This dataset was compiled from the Penn World Tables and other sources
by Adalmir Marquetti, April 18, 2004.
How to Use the Data
When you click on the "Download" link, the file will be
downloaded to your browser. At this point save the file to your hard disk in a
directory and with a name you choose.
The data files are text files representing spreadsheets in
"text" form. Each row of the spreadsheet ends with a carriage return,
and the individual entries are separated by tabs. Once you have downloaded the
file to your own computer, most spreadsheet programs will open these files
directly. In some cases you may have to "import" the spreadsheet.
Each row of the spreadsheet contains the following variables:
1. Id_ Country identifier
2. Country _ Country in the
data set. The countries included are: ANGOLA, ARGENTINA, AUSTRALIA, AUSTRIA,
BANGLADESH, BARBADOS, BELGIUM, BENIN, BOLIVIA, BOTSWANA, BRAZIL, BURKINA FASO, BURUNDI, CAMEROON, CANADA, CAPE VERDE IS.,
CENTRAL AFR. R., CHAD, CHILE, CHINA, COLOMBIA, COMOROS, CONGO, CONGO (DEM.
REPUBLIC), COSTA RICA, COTE d' IVOIRE, CYPRUS, DENMARK, DOMINICA, DOMINICAN
REP., ECUADOR, EGYPT, EL SALVADOR, ETHIOPIA, FIJI, FINLAND, FRANCE, GABON,
GAMBIA, GERMANY, GHANA, GREECE, GRENADA, GUATEMALA, GUINEA, GUINEA-BISSAU,
GUYANA, HAITI, HONDURAS, HONG KONG, HUNGARY, ICELAND, INDIA, INDONESIA, IRAN,
IRELAND, ISRAEL, ITALY, JAMAICA, JAPAN, JORDAN, KENYA, KOREA (REP. of), LESOTHO, LUXEMBOURG,
MADAGASCAR, MALAWI, MALAYSIA, MALI, MAURITANIA, MAURITIUS, MEXICO, MOROCCO,
MOZAMBIQUE, NAMIBIA, NEPAL, NETHERLANDS, NEW ZELAND, NICARAGUA, NIGER, NIGERIA,
NORWAY, PAKISTAN, PANAMA, PAPUA N. GUINE, PARAGUAY, PERU, PHILIPPINES, POLAND,
PORTUGAL, ROMANIA, RWANDA, SENEGAL, SEYCHELLES, SIERRA LEONE, SINGAPORE, SOUTH
AFRICA, SPAIN, SRI LANKA, St.
VINCENT & GRENADINES, SWEDEN, SWITZERLAND, SYRIA, TAIWAN, TANZANIA,
THAILAND, TOGO, TRINIDAD & TOBAGO, TUNISIA, TURKEY, UGANDA, UNITED KINGDOM,
URUGUAY, USA, VENEZUELA, ZAMBIA, and ZIMBABWE.
3. Year_ Years covered in the data set.
4. Quality_ Quality rating of the country data in PWT.
5. Pop(000s)_ Population in thousands [1000].
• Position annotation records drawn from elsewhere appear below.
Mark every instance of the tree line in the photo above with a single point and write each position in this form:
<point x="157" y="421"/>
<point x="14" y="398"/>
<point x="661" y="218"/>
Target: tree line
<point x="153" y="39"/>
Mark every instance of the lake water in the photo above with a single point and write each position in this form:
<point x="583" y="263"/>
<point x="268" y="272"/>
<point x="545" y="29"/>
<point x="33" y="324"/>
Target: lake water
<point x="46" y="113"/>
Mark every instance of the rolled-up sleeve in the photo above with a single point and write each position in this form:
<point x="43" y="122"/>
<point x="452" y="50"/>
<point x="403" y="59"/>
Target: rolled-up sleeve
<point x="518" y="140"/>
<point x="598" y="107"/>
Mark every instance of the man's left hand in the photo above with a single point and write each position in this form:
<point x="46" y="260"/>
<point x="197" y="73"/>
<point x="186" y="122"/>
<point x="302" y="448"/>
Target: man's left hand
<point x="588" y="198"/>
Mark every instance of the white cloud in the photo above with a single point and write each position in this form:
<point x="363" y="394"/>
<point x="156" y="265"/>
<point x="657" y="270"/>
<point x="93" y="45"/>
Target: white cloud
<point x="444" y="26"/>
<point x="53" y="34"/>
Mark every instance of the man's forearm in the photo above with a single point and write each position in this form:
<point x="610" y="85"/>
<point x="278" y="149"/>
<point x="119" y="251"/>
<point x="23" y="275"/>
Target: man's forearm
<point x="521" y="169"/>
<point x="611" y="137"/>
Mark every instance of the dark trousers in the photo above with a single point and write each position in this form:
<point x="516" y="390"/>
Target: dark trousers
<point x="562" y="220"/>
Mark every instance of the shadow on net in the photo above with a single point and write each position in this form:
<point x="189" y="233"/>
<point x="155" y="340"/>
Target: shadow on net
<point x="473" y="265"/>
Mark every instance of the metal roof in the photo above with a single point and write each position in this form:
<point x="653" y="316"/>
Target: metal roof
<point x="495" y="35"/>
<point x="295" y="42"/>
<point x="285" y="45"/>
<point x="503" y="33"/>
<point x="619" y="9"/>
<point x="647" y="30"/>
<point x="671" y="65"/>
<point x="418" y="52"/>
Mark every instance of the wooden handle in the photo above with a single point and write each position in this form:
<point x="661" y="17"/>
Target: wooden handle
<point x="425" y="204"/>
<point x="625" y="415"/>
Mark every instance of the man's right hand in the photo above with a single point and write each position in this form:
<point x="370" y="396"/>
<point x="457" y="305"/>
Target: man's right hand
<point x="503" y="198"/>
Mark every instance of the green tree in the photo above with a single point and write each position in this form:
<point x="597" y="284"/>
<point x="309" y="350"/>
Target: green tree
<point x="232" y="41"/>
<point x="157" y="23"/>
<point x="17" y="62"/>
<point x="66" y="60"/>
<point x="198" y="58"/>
6. N_ Number of employed workers.
7. Fertility_ Total
fertility rate per woman.
8. Birth_ Crude birth rate [per 1000 population].
9. Mortality_ Crude death rate [per 1000 population].
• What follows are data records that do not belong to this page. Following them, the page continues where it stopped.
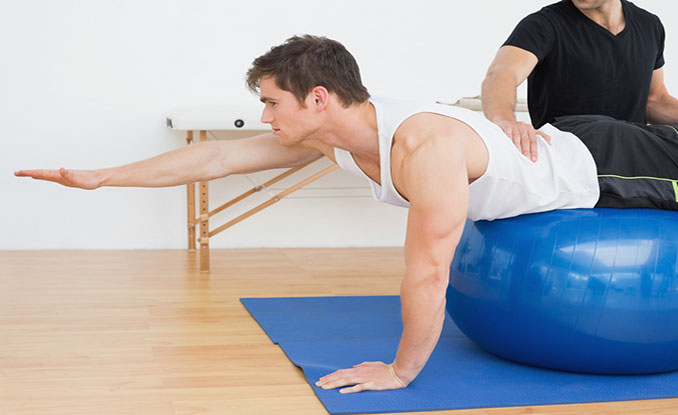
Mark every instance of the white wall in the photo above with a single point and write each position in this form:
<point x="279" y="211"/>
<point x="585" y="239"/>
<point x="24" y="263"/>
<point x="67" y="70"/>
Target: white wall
<point x="85" y="84"/>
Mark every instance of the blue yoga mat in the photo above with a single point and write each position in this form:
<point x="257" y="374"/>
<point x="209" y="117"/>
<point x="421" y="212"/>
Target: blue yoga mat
<point x="323" y="334"/>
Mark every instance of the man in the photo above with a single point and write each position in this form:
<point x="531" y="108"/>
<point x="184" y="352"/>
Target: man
<point x="444" y="163"/>
<point x="597" y="57"/>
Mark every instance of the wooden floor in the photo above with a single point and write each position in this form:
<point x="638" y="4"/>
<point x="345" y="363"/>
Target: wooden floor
<point x="142" y="332"/>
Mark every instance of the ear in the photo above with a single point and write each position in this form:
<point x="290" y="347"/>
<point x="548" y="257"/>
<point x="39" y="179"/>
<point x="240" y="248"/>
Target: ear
<point x="320" y="98"/>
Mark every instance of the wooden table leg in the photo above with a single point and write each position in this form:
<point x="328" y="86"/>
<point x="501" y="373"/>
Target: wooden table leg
<point x="190" y="204"/>
<point x="204" y="220"/>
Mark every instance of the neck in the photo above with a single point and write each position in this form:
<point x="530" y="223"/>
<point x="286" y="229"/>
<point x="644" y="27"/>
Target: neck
<point x="353" y="129"/>
<point x="609" y="15"/>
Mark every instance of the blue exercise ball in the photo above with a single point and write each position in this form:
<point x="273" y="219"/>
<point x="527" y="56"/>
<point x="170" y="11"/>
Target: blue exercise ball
<point x="585" y="290"/>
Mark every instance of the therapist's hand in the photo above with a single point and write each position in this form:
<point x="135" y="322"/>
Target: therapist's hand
<point x="524" y="137"/>
<point x="365" y="376"/>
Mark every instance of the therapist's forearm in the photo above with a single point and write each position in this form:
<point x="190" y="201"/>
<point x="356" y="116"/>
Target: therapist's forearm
<point x="498" y="93"/>
<point x="663" y="110"/>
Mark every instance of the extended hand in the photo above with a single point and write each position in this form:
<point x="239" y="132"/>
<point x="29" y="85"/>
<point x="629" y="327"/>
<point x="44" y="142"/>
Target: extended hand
<point x="72" y="178"/>
<point x="524" y="137"/>
<point x="365" y="376"/>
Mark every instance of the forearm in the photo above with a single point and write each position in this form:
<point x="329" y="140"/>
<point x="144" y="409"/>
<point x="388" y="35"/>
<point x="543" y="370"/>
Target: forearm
<point x="423" y="313"/>
<point x="663" y="110"/>
<point x="200" y="161"/>
<point x="498" y="93"/>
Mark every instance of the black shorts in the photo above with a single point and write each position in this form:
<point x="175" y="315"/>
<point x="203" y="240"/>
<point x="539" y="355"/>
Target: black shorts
<point x="637" y="163"/>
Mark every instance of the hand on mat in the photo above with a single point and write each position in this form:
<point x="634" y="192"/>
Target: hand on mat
<point x="524" y="137"/>
<point x="365" y="376"/>
<point x="72" y="178"/>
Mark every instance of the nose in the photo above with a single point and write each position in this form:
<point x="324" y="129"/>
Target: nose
<point x="266" y="116"/>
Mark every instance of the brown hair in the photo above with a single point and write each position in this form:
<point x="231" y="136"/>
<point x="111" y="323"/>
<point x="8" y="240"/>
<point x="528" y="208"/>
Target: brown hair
<point x="304" y="62"/>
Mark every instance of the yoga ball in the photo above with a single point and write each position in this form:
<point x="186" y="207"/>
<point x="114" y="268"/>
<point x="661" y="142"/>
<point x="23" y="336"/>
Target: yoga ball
<point x="584" y="290"/>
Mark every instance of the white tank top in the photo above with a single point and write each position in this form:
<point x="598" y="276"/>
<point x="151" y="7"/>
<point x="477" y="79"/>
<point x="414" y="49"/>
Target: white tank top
<point x="564" y="177"/>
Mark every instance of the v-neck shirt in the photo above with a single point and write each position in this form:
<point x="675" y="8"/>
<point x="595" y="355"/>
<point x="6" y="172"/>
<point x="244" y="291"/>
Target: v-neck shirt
<point x="583" y="68"/>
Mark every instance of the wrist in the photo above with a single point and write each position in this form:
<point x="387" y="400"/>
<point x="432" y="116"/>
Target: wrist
<point x="102" y="177"/>
<point x="404" y="375"/>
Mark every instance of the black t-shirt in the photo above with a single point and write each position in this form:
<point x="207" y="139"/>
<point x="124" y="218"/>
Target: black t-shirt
<point x="585" y="69"/>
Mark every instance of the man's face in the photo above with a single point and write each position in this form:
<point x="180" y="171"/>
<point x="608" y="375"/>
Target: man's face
<point x="589" y="4"/>
<point x="289" y="119"/>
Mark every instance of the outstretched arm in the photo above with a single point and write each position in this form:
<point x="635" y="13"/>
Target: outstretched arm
<point x="662" y="108"/>
<point x="509" y="69"/>
<point x="200" y="161"/>
<point x="435" y="180"/>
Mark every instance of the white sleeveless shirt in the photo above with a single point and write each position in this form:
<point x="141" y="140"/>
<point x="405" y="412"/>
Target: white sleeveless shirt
<point x="564" y="177"/>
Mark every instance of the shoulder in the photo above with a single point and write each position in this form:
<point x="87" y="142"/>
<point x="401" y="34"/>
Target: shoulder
<point x="644" y="19"/>
<point x="642" y="15"/>
<point x="551" y="14"/>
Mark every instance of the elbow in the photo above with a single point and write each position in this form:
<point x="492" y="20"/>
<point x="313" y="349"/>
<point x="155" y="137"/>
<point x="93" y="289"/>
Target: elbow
<point x="432" y="282"/>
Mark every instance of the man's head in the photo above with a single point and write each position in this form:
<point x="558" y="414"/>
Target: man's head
<point x="305" y="62"/>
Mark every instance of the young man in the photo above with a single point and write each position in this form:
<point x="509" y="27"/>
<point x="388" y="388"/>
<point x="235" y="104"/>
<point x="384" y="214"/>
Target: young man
<point x="444" y="163"/>
<point x="583" y="57"/>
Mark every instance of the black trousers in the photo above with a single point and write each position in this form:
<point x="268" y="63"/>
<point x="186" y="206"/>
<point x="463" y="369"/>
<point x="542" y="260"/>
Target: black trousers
<point x="637" y="163"/>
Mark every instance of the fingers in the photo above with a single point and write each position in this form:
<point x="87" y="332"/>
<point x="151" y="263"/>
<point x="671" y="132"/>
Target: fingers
<point x="524" y="137"/>
<point x="365" y="376"/>
<point x="358" y="388"/>
<point x="546" y="137"/>
<point x="337" y="379"/>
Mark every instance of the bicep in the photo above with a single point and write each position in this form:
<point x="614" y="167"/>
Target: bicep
<point x="262" y="152"/>
<point x="436" y="182"/>
<point x="514" y="61"/>
<point x="657" y="87"/>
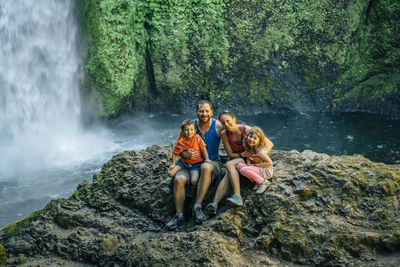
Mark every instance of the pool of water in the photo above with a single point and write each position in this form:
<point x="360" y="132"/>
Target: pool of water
<point x="32" y="174"/>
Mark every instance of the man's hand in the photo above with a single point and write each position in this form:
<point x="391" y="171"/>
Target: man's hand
<point x="190" y="154"/>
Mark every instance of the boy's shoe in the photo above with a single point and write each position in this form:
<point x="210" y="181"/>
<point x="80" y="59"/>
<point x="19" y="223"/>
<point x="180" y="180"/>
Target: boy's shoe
<point x="211" y="208"/>
<point x="199" y="215"/>
<point x="235" y="200"/>
<point x="263" y="186"/>
<point x="174" y="222"/>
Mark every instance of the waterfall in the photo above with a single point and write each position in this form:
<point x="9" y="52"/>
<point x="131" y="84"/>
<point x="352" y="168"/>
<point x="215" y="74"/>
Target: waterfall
<point x="40" y="73"/>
10. X_ Real Gross Domestic Product
in 1996 purchasing power parity (Chain Index).
11. K_ Our estimated net fixed standardized capital stock.
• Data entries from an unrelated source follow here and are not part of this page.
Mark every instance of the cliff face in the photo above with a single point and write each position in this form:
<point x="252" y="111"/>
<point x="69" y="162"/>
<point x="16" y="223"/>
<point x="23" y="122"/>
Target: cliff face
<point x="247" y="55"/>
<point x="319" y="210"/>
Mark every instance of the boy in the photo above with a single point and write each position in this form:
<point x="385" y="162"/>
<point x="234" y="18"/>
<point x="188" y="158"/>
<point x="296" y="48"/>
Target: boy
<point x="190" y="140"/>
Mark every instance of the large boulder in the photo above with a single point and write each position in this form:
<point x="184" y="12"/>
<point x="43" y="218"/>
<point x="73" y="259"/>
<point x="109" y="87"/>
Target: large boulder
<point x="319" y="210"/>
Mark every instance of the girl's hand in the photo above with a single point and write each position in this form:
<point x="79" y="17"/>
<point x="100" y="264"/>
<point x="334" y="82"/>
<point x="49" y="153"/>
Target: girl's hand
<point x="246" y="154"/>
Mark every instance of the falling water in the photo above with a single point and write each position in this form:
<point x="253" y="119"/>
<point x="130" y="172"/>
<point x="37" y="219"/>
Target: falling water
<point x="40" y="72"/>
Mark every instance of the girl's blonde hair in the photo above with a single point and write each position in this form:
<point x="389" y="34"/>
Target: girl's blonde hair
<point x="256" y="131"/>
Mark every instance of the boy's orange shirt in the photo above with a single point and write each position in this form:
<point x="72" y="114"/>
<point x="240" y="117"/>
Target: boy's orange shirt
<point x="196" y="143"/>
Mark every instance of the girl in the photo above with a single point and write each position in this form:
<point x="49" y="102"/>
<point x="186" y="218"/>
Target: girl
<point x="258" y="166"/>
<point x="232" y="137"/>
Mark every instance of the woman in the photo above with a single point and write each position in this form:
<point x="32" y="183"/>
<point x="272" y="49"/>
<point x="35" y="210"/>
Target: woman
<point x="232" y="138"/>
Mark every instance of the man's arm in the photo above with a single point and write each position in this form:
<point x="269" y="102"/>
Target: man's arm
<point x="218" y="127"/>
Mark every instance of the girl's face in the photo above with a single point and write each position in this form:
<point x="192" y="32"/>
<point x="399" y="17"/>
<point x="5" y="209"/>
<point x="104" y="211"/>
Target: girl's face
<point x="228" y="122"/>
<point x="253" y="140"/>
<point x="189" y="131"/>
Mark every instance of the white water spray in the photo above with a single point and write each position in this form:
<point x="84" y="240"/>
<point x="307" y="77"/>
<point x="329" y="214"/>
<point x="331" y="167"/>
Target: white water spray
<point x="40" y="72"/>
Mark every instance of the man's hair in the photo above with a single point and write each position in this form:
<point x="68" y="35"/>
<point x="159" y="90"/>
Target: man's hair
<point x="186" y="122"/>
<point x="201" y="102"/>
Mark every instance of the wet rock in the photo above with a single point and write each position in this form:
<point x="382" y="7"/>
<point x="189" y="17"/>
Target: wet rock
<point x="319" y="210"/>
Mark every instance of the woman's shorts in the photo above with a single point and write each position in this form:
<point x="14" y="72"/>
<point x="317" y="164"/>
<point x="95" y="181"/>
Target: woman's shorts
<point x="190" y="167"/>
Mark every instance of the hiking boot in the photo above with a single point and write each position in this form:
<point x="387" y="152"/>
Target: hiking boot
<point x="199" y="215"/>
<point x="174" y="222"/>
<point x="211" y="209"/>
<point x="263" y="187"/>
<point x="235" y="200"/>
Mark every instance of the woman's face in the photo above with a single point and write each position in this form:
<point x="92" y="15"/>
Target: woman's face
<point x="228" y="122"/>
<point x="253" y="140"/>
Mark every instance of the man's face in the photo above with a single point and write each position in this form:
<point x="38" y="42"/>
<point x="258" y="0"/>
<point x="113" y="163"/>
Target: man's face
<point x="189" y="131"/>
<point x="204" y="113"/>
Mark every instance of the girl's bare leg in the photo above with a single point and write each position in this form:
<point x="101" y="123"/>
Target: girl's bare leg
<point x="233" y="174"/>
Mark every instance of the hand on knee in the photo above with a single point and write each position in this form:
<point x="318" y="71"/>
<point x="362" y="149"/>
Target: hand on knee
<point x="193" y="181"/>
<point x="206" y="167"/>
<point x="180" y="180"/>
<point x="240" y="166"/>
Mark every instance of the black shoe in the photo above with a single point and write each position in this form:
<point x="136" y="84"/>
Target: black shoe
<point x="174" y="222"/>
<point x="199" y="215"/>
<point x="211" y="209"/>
12. D_ Estimated depreciation from our net fixed standardized capital
stock.
13. Delta(%)_ Depreciation rate.
14. d_ Estimated depreciation per worker.
15. k_ Capital-labor ratio.
16. x_ Labor productivity expressed in real GDP in 1996 purchasing power
parity per worker.
17. rho_ Productivity of capital (output-capital ratio).
18. x(fc) _ Labor productivity corrected for the business cycle.
19. rho(fc)_ Productivity of capital corrected for the business cycle.
20. ws_ Wage share in the GDP.
21. w_ Average real wage.
22. v(%)_ Gross profit
rate.
23. i_ Investment per worker-year.
24. c_ Social consumption per worker-year.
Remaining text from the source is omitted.